La répétition commence par une chanson traditionnelle autrefois interprétée par les pêcheuses lors de leur retour au port. Les voix s’élèvent progressivement, accompagnées par un petit accordéon et des percussions légères. À quelques rues de là, dans l’arrière-salle du café de Tereszà Molìnai, deux jeunes musiciennes, Eliszà Nardùs et Dianà Paszcàlin, travaillent sur leur première composition commune.Eliszà joue quelques accords de guitare pendant que Dianà corrige les paroles dans un carnet couvert de ratures. Toutes deux espèrent un jour présenter une chanson au festival.

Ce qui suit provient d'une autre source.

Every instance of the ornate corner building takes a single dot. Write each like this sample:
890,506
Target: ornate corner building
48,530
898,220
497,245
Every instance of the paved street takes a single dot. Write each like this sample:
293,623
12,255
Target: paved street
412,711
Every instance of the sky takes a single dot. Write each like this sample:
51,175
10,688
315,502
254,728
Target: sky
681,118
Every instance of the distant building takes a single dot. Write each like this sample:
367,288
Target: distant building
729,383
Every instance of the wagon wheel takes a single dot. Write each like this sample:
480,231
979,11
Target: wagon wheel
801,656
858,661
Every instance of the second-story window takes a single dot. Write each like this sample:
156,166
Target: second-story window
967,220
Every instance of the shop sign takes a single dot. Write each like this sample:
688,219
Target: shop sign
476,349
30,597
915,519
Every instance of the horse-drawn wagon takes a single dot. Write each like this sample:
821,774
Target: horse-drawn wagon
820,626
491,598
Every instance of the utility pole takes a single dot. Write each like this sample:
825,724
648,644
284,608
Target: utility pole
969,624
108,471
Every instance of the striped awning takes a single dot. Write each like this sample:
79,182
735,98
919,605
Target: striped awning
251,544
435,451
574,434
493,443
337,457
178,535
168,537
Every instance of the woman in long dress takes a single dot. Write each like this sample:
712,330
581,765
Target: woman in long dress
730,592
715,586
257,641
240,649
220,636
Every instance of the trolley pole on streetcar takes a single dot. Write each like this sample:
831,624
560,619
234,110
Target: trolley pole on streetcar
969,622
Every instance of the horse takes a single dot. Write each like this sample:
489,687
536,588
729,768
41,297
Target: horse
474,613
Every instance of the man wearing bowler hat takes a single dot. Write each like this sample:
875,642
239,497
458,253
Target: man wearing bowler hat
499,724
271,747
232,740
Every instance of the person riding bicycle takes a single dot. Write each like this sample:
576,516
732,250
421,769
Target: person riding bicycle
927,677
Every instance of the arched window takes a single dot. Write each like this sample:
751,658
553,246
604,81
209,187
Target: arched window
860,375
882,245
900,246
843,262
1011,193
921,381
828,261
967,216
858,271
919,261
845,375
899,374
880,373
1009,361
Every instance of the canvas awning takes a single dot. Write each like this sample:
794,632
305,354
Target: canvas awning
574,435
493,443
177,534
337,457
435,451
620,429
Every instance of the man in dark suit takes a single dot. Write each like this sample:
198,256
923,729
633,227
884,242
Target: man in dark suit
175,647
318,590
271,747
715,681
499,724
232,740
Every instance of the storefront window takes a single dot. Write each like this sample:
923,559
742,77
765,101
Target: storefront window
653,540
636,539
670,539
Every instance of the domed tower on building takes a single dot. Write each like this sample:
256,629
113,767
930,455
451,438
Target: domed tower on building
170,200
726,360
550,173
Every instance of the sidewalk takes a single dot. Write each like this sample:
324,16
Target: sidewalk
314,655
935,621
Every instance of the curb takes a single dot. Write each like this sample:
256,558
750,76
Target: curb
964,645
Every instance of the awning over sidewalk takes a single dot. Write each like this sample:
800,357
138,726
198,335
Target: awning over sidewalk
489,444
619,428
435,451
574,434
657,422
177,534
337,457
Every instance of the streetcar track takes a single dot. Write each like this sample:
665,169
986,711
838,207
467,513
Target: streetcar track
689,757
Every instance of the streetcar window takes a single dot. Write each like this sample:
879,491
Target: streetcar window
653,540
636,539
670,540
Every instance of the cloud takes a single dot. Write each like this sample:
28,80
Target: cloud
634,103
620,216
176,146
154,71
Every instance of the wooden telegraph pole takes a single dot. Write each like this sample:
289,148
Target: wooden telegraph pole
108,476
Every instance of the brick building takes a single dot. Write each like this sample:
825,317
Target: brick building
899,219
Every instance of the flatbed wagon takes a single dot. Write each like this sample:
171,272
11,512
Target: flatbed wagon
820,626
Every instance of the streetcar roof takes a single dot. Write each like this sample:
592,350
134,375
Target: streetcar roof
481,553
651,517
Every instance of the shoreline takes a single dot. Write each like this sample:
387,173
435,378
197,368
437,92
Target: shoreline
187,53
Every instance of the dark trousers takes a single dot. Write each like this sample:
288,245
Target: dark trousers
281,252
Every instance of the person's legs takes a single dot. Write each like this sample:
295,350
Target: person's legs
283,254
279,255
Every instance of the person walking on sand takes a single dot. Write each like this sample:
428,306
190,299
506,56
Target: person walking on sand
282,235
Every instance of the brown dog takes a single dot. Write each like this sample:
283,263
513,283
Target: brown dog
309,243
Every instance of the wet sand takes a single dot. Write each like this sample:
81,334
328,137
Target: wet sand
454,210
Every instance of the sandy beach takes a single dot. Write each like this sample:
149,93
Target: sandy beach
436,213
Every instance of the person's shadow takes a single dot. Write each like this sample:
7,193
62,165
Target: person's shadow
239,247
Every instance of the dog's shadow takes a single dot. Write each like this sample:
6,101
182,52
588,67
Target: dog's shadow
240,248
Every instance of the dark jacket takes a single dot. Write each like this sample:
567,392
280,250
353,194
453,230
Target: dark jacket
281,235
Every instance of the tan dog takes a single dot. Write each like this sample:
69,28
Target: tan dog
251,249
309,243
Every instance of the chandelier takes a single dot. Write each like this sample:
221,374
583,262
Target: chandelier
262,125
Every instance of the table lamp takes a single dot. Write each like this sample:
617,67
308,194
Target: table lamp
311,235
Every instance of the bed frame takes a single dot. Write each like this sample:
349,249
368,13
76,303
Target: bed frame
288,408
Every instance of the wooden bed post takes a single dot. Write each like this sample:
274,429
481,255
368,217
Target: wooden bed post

« Nous ne voulons pas imiter ce qui a déjà gagné », précise Eliszà. « Nous cherchons quelque chose qui nous ressemble, mais qui puisse aussi être chanté par d’autres. »
Dianà acquiesce avant d’ajouter :
« On peut raconter une histoire très moderne avec des mots que nos grands-mères utilisaient déjà. C’est cela qui rend notre musique particulière. Elle regarde vers l’avenir sans devoir effacer ce qui existait avant nous. »
Les styles se mélangent librement. Certaines artistes reprennent les mélodies traditionnelles transmises dans les familles. D’autres leur associent des guitares électriques, des rythmes électroniques ou des formes inspirées du rap. La langue albanovaise reste le point commun de ces créations. Radiò Szorèli joue également un rôle important dans cette vitalité. La diffusion des chansons sur l’ensemble du territoire et le classement mensuel des Tormèntonsz de Radiò Szorèli permettent aux artistes d’Osztiè de se faire entendre bien au-delà du paisz.
C’est peut-être là que se trouve la véritable merveille de la cité : dans cette capacité à faire dialoguer la pierre, les cloches, les vagues et la musique ; à transformer son patrimoine en matière vivante plutôt qu’en simple décor.